O TREM DE CARGA E A ESTAÇÃO DOS CAMPOS DORMENTES...

É impossível contar sobre o que ainda está ali.

A história sempre começava nas minhas férias escolares, menina ainda, quando a euforia dos próximos três meses de recesso seria desembarcar naquela estaçãozinha do paraíso.

No início era só tempo que passava sem a sensação do desperdício.

Afinal, como desperdiçar aquilo que nos parece eterno?

A linha do caminho tinha seu ponto de partida na Estação da Luz de São Paulo, cuja viagem para o noroeste do Estado, à terra de minha mãe, durava nove horas.

Curioso que aquelas horas pareciam uma vida inteira.

Que ansiedade de chegar...a esperar o grito do guarda que finalmente anunciava a minha estação.

Colocar o pé na chegada era algo mágico, de sensação indescritível.

Só com o tempo a gente aprende que nenhum tempo tem estação de parada definitiva na plataforma infinita do "para sempre".

Lembro-me que, certa vez, já pré-adolescente, consegui do meu pai a primazia de viajar sozinha sem avisar a italianada que, com entusiasmo, sempre me esperava chegar. E acho que já escrevi sobre essa conquista.

Foi uma surpresa quando lá cheguei de repente.

Naquela época, a família era tão enorme, que a nossa mesa lotava para as festividades com pelo menos umas trinta pessoas.

Eu sempre sumia em meio àquela multidão.

Numa pontual viagem ,conto que apresentei meu bilhete ao guarda- que o picotou com a expressão sisuda- bem como apresentei, toda orgulhosa de mim, a minha autorização do "juizado de menores "para ali viajar e, pela primeira vez, embora sempre pequena, me senti bastante gente grande.

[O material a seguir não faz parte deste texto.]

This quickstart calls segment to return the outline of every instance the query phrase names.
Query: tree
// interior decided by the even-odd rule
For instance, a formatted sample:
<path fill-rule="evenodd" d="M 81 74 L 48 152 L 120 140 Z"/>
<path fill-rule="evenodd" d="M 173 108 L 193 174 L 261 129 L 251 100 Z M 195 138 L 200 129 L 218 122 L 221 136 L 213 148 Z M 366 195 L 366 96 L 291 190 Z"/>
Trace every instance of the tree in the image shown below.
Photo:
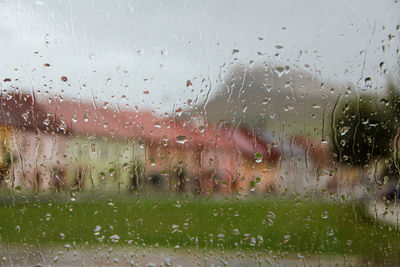
<path fill-rule="evenodd" d="M 364 166 L 389 157 L 397 133 L 400 97 L 388 87 L 386 98 L 370 93 L 339 96 L 332 112 L 331 148 L 338 162 Z"/>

Naquele caminho, também lembro dum fato curioso e me pergunto por que um rapaz desconhecido , ao descer bem apressado na sua estação chegada, antes passou por mim, se aproximou e clicou uma rápida e instantânea "polaroid" do meu rosto a se ir para o nunca mais.

Fiquei cismada com aquele ato...que sempre me perpassa a lembrança.

Lembro que eu havia caprichado no batom vermelho cereja, na camisa feit apela minha mãe, de cambraia branca com gravata em laço de fita acetinada; nos brincos de argola e no chapéu, esse último que me é indispensável até hoje para viajar pela linha do meu tempo.

O trem seguiu e todas as minhas paisagens da cidadezinha mudaram.

A estaçãozinha, que hoje revela a História e arquitetura já esquecidas, a que se repetiam no auge da era ferroviária no Brasil, parece que emudeceu, embora seja tela abstrata das minhas chegadas espevitadas da infância e das partidas de volta à realidade da vida que seguiria após as férias, donde eu voltava levando comigo a família e os amigos que ali ficariam até a próxima vez.

Assim eu retornava sempre a inspecionar os detalhes das paisagens a passar e a ficar para trás das janelas do trem, soluçando com um nó na garganta-coisa que ninguém via- por pelo menos cento e cinquenta quilômetros da linha férrea, querendo ficar ali na estação do sempre.

O para sempre nunca chegou.

Dia desses, conversando com um familiar já idoso pelo aplicativo "Whatsapp", a indagar da sua vacinação em meio à nossa Pandemia, de súbito, sem aviso prévio sem autorização do guarda, ouvi o apito do mesmo trem entrar ao longe pelos meus ouvidos, como se pela tecnologia da linha da vida me apitasse que ainda é possível chegar.

Senti um choque sinestésico do agora trem de carga.

Somo coincidentes nos destinos.

Imediatamente os perfumes de casca de laranja e do café recém coado maquinaram pelos ares adentrando a memória das minhas narinas.

E de súbito o meu guarda gritou "-ESTAÇÃO PARA SEMPRE!".

Ao ouvir aquele ruído da máquina desabafando seu trabalho exaustivo na plataforma, o som inconfundível que desperta todos os dormentes das linhas de ferro, peguei minha pouca bagagem e, sem bilhete de embarque ,correndo catei meu chapéu e saltei do tempo para o interior do meu trem que ainda segue, certa de que o destino à estação do infinito está logo ali, ao alcance do dentro de mim.

Então , arregalei os mesmos olhos de criança e segui deslumbrada, olhando pela janelinha todas as paisagens que carrego dos meus quiescentes campos dormentes.

Eu estava enganada: a estação do "para sempre" existe.

Basta ouvir o anúncio da sua chegada.